1) An update of the IPCC report claims that Global Warming is rapidly increasing
A review of 400 major climate studies published since the 2007 report of the Intergovernmental Panel on Climate Change (IPCC) says that the world is warming more rapidly than the panel’s mainstream projections and concludes that the rapid buildup of greenhouse gases “has most likely committed the world to a warming of 1.4 to 4.3 degrees C” — 2.5 to 7.7 degrees F — by 2100. The updated report, compiled by the United Nations Environmental Program, said events that the IPCC forecast would occur long-term are already occurring or on the verge of occurring. These include rapid acidification of the oceans, faster-than-expected melting of the Greenland and West Antarctic ice sheets, rising sea levels, shifting ocean and atmospheric currents, and warming polar land masses. “This compendium reminds us that the risks we face may be much greater than what’s generally represented in IPCC assessments,” said Ken Caldeira of Stanford University, one of roughly 60 scientific reviewers of the report. The report said that burgeoning economies in China, India, and other developing countries, coupled with a lack of emissions cutbacks in the industrialized world, have caused greenhouse gas emissions to grow more rapidly than the most extreme scenario presented by the IPCC.

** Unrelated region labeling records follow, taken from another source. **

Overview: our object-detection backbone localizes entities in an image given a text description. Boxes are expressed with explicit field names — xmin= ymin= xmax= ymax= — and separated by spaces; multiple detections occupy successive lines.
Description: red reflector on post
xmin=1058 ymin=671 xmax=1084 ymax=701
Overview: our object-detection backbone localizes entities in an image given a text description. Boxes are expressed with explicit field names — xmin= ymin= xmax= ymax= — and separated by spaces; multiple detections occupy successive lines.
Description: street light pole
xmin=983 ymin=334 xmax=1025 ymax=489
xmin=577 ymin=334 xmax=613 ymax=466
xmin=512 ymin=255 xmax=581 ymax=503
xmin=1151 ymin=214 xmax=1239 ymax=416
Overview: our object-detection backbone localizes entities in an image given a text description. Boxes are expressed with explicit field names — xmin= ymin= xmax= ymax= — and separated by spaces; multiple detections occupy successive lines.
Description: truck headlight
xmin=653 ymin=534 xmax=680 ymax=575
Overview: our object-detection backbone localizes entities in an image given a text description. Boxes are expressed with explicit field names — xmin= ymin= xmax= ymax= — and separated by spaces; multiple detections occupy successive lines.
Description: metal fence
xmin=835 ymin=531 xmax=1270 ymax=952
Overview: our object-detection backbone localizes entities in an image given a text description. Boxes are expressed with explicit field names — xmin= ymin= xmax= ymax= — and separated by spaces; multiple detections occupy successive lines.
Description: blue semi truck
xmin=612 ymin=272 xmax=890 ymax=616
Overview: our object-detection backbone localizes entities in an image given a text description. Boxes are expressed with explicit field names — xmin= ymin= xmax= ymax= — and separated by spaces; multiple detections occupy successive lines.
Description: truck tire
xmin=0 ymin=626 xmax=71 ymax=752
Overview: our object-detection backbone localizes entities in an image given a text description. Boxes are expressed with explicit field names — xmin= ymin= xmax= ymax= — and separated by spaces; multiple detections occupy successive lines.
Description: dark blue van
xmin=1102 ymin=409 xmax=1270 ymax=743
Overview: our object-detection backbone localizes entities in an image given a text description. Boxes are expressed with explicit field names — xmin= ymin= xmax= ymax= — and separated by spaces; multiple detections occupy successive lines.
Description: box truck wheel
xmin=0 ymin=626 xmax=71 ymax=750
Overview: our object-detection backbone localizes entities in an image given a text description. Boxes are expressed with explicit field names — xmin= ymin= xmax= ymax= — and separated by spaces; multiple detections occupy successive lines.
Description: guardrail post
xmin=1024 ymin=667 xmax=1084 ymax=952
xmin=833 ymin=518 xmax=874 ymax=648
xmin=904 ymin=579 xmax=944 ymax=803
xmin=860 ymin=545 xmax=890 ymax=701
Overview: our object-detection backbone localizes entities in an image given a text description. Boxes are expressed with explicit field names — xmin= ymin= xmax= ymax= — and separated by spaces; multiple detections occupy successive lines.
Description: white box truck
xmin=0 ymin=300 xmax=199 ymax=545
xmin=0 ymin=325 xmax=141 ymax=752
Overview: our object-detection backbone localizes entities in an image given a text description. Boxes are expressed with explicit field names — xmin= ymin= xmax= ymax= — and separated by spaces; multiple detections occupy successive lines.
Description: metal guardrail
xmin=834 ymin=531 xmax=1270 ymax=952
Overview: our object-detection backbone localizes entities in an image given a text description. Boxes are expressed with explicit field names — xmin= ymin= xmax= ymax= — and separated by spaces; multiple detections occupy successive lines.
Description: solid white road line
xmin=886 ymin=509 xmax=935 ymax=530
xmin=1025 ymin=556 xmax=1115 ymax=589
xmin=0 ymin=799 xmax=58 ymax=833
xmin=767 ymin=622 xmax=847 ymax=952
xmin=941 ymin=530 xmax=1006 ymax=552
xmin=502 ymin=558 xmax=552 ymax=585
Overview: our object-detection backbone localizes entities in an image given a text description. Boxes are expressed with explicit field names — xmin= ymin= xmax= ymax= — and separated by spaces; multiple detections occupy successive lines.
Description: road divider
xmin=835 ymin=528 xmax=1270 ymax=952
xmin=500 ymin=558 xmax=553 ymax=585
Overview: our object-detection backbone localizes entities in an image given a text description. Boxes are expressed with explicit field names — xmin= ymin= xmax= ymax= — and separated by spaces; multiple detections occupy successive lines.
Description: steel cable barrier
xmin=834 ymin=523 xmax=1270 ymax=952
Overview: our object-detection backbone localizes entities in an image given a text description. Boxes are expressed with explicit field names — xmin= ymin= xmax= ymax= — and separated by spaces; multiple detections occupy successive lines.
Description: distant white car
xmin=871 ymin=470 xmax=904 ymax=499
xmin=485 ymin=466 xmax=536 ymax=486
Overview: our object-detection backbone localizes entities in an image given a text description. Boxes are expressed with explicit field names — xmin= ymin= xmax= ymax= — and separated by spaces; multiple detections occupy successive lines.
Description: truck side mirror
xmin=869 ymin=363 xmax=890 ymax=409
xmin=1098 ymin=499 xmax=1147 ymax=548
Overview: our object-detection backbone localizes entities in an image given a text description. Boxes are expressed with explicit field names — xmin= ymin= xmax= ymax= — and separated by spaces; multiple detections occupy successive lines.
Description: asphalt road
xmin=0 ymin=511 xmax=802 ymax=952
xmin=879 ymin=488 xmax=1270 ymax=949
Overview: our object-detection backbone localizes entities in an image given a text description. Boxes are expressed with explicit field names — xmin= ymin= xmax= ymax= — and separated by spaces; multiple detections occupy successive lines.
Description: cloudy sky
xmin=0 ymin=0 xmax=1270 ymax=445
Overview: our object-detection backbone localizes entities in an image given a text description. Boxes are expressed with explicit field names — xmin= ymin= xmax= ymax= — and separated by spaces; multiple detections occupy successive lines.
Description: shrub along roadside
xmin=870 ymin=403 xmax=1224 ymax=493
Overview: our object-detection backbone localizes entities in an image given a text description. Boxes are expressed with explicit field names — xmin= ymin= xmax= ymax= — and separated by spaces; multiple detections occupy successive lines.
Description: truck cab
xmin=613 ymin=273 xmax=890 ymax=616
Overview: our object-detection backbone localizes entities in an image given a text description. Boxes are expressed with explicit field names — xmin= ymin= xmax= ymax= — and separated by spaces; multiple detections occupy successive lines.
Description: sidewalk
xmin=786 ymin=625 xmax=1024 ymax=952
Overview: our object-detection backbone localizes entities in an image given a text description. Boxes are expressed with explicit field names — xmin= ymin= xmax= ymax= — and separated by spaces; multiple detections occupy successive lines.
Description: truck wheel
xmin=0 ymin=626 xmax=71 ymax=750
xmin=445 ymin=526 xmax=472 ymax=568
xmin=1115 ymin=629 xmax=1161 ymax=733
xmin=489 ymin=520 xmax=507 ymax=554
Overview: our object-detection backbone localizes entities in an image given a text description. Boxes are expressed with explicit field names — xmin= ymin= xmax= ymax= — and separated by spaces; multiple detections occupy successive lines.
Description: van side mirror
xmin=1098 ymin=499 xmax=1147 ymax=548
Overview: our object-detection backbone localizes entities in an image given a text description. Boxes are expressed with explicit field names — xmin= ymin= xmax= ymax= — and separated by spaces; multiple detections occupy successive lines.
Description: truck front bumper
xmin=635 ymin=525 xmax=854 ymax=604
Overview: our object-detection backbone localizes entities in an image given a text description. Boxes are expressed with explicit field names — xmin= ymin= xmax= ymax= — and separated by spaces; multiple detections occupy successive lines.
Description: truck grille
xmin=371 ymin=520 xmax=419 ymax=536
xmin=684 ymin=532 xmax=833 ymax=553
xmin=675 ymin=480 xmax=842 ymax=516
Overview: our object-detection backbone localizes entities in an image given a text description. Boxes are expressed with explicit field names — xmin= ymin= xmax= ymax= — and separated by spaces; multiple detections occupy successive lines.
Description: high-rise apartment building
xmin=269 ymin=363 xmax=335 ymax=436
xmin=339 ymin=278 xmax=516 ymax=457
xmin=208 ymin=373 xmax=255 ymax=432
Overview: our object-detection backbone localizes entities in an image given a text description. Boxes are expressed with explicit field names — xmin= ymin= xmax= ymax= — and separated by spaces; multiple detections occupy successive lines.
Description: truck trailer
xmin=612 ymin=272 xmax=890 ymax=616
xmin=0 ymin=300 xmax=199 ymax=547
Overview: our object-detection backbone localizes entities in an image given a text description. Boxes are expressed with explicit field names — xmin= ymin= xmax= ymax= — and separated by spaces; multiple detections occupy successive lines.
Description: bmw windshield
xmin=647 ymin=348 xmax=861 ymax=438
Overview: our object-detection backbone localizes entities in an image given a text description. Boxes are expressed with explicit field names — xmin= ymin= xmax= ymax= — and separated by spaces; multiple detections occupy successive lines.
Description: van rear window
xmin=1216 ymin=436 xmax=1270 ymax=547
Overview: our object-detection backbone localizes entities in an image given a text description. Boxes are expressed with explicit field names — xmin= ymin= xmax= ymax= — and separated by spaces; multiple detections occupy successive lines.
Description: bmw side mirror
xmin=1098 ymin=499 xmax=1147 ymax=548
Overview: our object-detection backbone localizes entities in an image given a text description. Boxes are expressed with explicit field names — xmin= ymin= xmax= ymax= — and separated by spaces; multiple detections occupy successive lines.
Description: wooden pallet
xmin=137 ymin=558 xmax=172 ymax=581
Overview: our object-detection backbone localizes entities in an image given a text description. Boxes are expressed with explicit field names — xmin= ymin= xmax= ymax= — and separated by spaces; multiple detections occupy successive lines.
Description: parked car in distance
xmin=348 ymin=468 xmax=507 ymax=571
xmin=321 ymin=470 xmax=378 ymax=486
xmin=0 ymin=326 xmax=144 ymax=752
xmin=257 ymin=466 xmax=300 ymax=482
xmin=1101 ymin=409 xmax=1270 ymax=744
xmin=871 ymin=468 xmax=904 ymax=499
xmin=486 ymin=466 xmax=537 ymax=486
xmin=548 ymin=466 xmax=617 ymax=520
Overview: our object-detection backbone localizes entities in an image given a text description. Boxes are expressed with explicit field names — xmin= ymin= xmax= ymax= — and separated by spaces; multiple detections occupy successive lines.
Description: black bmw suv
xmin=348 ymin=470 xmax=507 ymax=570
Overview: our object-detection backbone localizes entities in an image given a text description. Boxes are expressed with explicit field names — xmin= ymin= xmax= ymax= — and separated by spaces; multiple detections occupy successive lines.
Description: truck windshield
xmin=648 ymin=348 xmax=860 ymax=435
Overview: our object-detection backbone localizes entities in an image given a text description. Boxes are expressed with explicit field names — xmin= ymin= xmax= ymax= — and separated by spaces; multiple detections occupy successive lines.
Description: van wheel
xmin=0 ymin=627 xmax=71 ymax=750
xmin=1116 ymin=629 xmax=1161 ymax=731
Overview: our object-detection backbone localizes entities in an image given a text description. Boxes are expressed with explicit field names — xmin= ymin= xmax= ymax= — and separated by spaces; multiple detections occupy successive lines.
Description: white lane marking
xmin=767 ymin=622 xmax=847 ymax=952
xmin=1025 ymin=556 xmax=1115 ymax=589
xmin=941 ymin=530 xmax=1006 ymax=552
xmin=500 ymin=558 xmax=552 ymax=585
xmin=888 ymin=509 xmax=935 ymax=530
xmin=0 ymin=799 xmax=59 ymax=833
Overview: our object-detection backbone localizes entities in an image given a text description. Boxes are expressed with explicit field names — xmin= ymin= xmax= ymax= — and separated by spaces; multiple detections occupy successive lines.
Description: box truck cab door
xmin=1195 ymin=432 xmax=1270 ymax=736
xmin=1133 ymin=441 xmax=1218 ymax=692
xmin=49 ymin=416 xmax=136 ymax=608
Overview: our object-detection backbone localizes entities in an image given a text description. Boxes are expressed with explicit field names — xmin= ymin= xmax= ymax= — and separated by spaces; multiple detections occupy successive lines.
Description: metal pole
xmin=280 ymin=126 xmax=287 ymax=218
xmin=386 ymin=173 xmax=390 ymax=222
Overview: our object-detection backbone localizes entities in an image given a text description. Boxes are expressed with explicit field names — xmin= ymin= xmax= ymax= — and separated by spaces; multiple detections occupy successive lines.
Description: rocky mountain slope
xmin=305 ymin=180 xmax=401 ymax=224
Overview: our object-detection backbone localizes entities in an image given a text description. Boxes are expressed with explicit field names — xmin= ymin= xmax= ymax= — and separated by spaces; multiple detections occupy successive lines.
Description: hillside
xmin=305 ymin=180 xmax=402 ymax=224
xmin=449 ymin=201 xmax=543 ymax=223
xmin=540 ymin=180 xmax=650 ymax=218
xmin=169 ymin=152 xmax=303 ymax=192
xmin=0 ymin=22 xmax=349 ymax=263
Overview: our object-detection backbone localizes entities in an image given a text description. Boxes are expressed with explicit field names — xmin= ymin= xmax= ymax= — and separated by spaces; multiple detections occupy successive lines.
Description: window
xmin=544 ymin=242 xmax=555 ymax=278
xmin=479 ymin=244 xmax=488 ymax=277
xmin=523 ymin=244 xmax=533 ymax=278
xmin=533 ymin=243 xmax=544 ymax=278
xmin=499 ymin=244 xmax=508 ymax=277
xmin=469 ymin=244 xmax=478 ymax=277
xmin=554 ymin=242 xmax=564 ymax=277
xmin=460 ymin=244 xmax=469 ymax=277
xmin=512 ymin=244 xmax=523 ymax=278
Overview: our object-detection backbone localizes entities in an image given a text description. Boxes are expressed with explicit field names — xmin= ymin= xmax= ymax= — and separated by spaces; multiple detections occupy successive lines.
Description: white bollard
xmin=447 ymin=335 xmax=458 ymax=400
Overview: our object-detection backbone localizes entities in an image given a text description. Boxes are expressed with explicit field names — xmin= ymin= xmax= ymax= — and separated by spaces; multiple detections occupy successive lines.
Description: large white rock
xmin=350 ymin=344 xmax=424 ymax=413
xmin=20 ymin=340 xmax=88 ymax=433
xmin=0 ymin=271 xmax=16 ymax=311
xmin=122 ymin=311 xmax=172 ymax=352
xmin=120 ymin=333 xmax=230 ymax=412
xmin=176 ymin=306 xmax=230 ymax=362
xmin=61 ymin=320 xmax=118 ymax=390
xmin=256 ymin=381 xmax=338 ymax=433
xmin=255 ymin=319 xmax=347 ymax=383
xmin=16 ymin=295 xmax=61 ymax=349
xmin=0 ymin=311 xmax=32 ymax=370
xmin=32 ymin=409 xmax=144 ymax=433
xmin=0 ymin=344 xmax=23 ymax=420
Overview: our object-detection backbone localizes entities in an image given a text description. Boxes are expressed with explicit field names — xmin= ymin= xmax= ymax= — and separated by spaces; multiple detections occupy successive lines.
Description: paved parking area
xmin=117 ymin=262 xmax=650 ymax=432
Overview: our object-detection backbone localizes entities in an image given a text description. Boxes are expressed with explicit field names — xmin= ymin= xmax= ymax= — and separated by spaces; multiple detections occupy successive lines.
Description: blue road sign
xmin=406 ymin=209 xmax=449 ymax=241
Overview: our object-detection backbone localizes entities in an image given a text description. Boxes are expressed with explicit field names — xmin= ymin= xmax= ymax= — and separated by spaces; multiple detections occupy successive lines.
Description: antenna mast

2) A study carried out in North Pole shows an important decrease in ice thickness
A pioneering expedition to the North Pole, during which a team trekking across the Arctic Ocean drilled 1,500 holes in the ice, has found that most of the ocean is covered by thinner, first-year ice, leading scientists to forecast that the ocean will be largely ice-free in summer within a decade or two. The Catlin Arctic Survey, carried out last spring as the expedition trekked for 73 days across 280 miles of the
northern Beaufort Sea to the North Pole, determined that the average thickness of ice in the area was close to six feet. Analyzing the data, ice experts said that much of the sea ice is only about a year old, replacing the thicker ice, formed over many decades, that once covered the sea. Measurements made by nuclear submarines in the 1950s showed that much of the northern Beaufort Sea was once covered by multi-year ice that was twice as thick. “With a larger part of the region now first-year ice, it is clearly more vulnerable,” said Peter Wadhams of the Polar Ocean Physics Group at Cambridge University. “The area is more likely to become open water each summer.” Within 10 to 20 years, Wadhams said, the Arctic Ocean “will essentially be an open sea in the summer.”